Consider the code below:
import tensorflow as tf
import numpy as np
simple_data_samples = np.array([
[1, 1, 1, 7, -1],
[2, -2, 2, -2, -2],
[3, 3, 3, -3, -3],
[-4, 4, 4, -4, -4],
[5, 5, 5, -5, -5],
[6, 6, 6, -4, -1],
[7, 7, 8, -7, -70],
[8, 8, 8, -8, -8],
[9, 4, 9, -9, -9],
[10, 10, 10, -10, -10],
[11, 5, 11, -11, -11],
[12, 12, 12, -12, -12],
])
def single (ds):
for x in ds:
print(x)
def timeseries_dataset_multistep_combined(features, label_slice, input_sequence_length, output_sequence_length, sequence_stride, batch_size):
feature_ds = tf.keras.preprocessing.timeseries_dataset_from_array(features, None, sequence_length=input_sequence_length + output_sequence_length, sequence_stride=sequence_stride ,batch_size=batch_size, shuffle=False)
return feature_ds
ds = timeseries_dataset_multistep_combined(simple_data_samples, slice(None, None, None), input_sequence_length=4, output_sequence_length=2, sequence_stride=2, batch_size=2)
single(ds)
This code creates the following outputs of batches:
tf.Tensor(
[[[ 1 1 1 7 -1]
[ 2 -2 2 -2 -2]
[ 3 3 3 -3 -3]
[ -4 4 4 -4 -4]
[ 5 5 5 -5 -5]
[ 6 6 6 -4 -1]]
[[ 3 3 3 -3 -3]
[ -4 4 4 -4 -4]
[ 5 5 5 -5 -5]
[ 6 6 6 -4 -1]
[ 7 7 8 -7 -70]
[ 8 8 8 -8 -8]]], shape=(2, 6, 5), dtype=int64)
tf.Tensor(
[[[ 5 5 5 -5 -5]
[ 6 6 6 -4 -1]
[ 7 7 8 -7 -70]
[ 8 8 8 -8 -8]
[ 9 4 9 -9 -9]
[ 10 10 10 -10 -10]]
[[ 7 7 8 -7 -70]
[ 8 8 8 -8 -8]
[ 9 4 9 -9 -9]
[ 10 10 10 -10 -10]
[ 11 5 11 -11 -11]
[ 12 12 12 -12 -12]]], shape=(2, 6, 5), dtype=int64)

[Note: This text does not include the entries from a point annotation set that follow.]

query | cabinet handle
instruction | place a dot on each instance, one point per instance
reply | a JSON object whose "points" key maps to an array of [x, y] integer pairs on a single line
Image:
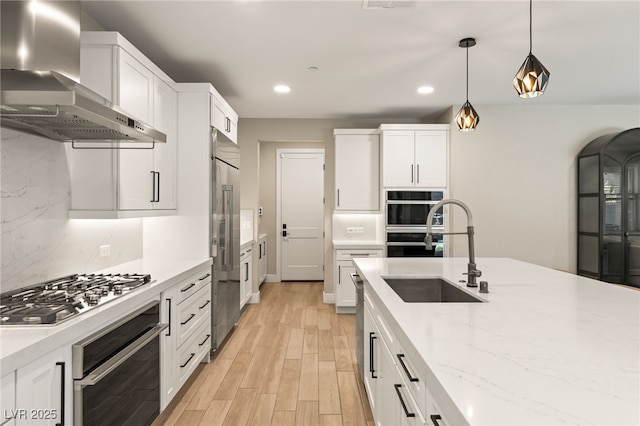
{"points": [[62, 402], [189, 360], [158, 188], [406, 370], [188, 319], [372, 370], [169, 311], [404, 406], [187, 287], [153, 184]]}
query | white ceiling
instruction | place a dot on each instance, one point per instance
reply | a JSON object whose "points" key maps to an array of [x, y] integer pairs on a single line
{"points": [[372, 61]]}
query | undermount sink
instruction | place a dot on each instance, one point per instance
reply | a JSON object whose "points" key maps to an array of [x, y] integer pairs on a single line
{"points": [[429, 290]]}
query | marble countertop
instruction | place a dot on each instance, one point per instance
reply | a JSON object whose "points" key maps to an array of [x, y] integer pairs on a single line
{"points": [[21, 345], [547, 347]]}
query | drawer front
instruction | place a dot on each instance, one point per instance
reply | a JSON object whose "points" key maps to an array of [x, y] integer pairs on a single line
{"points": [[192, 312], [192, 352], [193, 284], [8, 388], [413, 377], [350, 254]]}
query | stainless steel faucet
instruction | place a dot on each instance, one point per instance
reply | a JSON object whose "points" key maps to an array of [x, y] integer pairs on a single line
{"points": [[472, 272]]}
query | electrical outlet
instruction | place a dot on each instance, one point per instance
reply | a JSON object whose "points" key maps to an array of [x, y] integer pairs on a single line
{"points": [[105, 250]]}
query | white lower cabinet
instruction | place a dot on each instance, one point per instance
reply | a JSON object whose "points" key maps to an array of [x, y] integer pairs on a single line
{"points": [[394, 377], [43, 391], [246, 273], [186, 307], [262, 259], [344, 287]]}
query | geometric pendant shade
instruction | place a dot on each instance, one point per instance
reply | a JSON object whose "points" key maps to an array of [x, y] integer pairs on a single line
{"points": [[467, 118], [532, 78]]}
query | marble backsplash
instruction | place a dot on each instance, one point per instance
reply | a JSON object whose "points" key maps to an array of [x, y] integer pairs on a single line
{"points": [[39, 241]]}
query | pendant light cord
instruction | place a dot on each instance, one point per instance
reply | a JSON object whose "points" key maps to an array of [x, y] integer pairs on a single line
{"points": [[467, 48], [530, 26]]}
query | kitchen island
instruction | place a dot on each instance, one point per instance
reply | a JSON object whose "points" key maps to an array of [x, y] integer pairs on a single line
{"points": [[545, 348]]}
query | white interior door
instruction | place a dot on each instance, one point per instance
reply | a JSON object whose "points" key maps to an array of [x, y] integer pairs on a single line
{"points": [[301, 215]]}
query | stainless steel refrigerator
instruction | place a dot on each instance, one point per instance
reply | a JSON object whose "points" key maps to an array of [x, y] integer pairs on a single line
{"points": [[225, 236]]}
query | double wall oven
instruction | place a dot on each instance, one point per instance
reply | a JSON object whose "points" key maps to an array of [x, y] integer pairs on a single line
{"points": [[406, 216]]}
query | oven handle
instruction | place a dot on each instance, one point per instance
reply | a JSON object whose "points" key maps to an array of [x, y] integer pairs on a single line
{"points": [[101, 372]]}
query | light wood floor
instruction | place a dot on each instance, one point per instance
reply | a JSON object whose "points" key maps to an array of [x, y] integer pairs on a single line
{"points": [[290, 361]]}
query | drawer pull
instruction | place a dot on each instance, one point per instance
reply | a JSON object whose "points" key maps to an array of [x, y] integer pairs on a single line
{"points": [[187, 287], [188, 361], [404, 406], [205, 340], [372, 370], [406, 370], [188, 319]]}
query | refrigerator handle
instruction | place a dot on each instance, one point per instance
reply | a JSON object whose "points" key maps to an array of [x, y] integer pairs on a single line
{"points": [[227, 212]]}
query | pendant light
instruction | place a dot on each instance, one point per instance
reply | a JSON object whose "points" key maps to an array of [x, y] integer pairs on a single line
{"points": [[467, 118], [532, 77]]}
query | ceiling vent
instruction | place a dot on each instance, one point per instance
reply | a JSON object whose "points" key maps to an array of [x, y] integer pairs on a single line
{"points": [[387, 4]]}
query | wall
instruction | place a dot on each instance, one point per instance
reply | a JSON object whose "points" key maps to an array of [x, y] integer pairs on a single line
{"points": [[517, 173], [39, 242], [254, 133]]}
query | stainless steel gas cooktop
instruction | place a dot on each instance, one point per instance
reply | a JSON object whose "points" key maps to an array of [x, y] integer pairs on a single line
{"points": [[57, 300]]}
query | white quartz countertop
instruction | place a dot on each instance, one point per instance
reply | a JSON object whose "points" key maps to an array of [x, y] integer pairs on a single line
{"points": [[20, 345], [348, 244], [547, 347]]}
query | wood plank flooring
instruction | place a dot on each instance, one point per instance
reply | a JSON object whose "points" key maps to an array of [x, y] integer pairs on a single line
{"points": [[290, 361]]}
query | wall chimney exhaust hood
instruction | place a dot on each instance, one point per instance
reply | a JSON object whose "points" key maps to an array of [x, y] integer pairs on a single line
{"points": [[39, 92]]}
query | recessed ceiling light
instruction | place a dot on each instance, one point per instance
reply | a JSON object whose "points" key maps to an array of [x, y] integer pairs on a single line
{"points": [[281, 88], [423, 90]]}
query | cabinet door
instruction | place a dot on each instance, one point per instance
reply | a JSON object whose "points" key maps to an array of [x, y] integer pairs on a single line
{"points": [[165, 116], [345, 289], [431, 158], [135, 96], [371, 339], [357, 172], [398, 158], [43, 389], [135, 87]]}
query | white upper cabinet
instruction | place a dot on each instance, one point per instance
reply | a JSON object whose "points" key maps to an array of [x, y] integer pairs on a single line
{"points": [[415, 156], [223, 117], [126, 182], [357, 169]]}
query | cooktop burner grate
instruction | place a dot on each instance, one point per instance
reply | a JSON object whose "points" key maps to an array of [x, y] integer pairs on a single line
{"points": [[54, 301]]}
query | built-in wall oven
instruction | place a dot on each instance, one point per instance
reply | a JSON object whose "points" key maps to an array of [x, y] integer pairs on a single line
{"points": [[406, 217], [116, 372]]}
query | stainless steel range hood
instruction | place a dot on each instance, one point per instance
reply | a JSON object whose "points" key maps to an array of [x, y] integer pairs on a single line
{"points": [[36, 94]]}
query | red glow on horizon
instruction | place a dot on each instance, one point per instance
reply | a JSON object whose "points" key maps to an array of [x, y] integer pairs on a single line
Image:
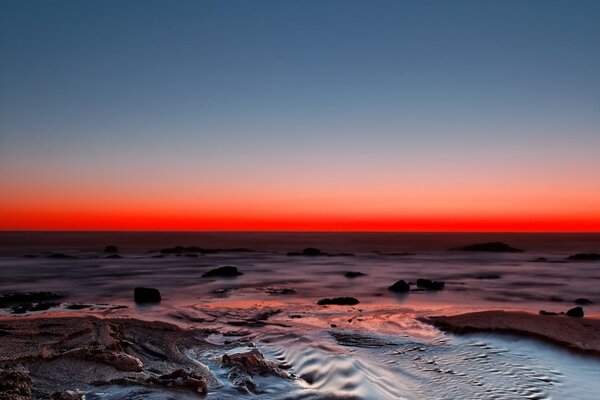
{"points": [[131, 221]]}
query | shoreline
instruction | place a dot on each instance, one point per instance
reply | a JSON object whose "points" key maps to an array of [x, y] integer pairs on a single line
{"points": [[578, 334]]}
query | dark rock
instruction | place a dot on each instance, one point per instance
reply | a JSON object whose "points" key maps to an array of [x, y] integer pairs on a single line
{"points": [[227, 271], [243, 366], [181, 379], [584, 257], [430, 285], [15, 384], [146, 295], [340, 301], [61, 256], [28, 297], [279, 291], [113, 256], [352, 274], [488, 276], [111, 249], [576, 312], [309, 252], [496, 247], [68, 395], [78, 306], [400, 286]]}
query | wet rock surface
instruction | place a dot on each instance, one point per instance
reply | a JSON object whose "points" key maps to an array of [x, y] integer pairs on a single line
{"points": [[223, 272], [400, 286], [146, 295], [494, 247], [340, 301], [245, 365]]}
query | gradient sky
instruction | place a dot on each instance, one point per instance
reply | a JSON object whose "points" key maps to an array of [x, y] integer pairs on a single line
{"points": [[300, 115]]}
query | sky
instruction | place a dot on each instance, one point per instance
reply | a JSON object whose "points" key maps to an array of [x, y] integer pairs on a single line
{"points": [[300, 115]]}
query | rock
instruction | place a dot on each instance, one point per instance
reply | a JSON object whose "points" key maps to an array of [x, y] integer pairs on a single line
{"points": [[400, 286], [496, 247], [584, 257], [430, 285], [279, 291], [576, 312], [68, 395], [146, 295], [113, 256], [539, 259], [309, 251], [340, 301], [15, 384], [61, 256], [227, 271], [28, 297], [243, 366], [352, 274], [543, 312], [181, 379], [112, 249]]}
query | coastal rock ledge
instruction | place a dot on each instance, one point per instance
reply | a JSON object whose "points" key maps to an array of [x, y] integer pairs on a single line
{"points": [[579, 334]]}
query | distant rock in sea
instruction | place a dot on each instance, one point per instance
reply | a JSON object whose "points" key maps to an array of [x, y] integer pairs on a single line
{"points": [[340, 301], [584, 257], [495, 247], [146, 295], [61, 256], [576, 312], [400, 286], [353, 274], [430, 285], [226, 271], [111, 249]]}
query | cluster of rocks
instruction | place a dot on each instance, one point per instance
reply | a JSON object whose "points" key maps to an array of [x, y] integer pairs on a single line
{"points": [[314, 252], [402, 286]]}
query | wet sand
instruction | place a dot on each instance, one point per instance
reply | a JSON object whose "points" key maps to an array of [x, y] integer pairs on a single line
{"points": [[580, 334]]}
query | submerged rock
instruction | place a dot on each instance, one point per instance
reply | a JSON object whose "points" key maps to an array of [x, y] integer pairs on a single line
{"points": [[15, 384], [243, 366], [68, 395], [112, 249], [430, 285], [400, 286], [146, 295], [352, 274], [28, 297], [495, 247], [584, 257], [226, 271], [576, 312], [340, 301], [60, 256], [182, 379]]}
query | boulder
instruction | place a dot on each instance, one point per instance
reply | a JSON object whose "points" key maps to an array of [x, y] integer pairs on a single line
{"points": [[15, 384], [340, 301], [146, 295], [111, 248], [576, 312], [584, 257], [495, 247], [225, 272], [352, 274], [400, 286], [430, 285]]}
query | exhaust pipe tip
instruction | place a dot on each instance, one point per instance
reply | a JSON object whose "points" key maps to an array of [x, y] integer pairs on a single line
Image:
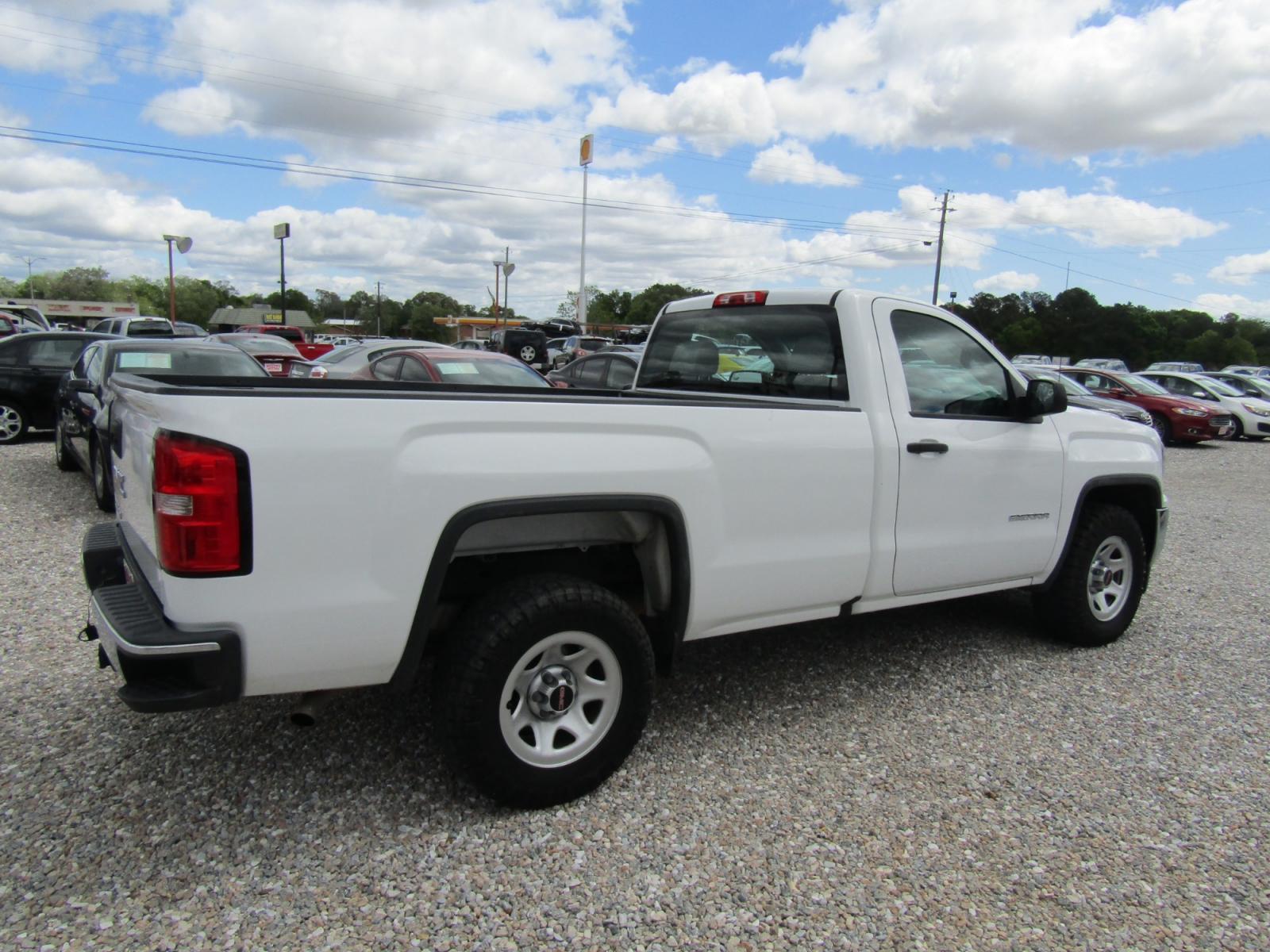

I want to manipulate each batch individually. For that purpose, I want to extract the max value from each batch individually. This can be done by the following code:
def timeseries_dataset_multistep_combined(features, label_slice, input_sequence_length, output_sequence_length, sequence_stride, batch_size):
feature_ds = tf.keras.preprocessing.timeseries_dataset_from_array(features, None, sequence_length=input_sequence_length + output_sequence_length, sequence_stride=sequence_stride ,batch_size=batch_size, shuffle=False)
def extract_max(x):
return tf.reduce_max(x[:,:,-1],axis=1,keepdims=True)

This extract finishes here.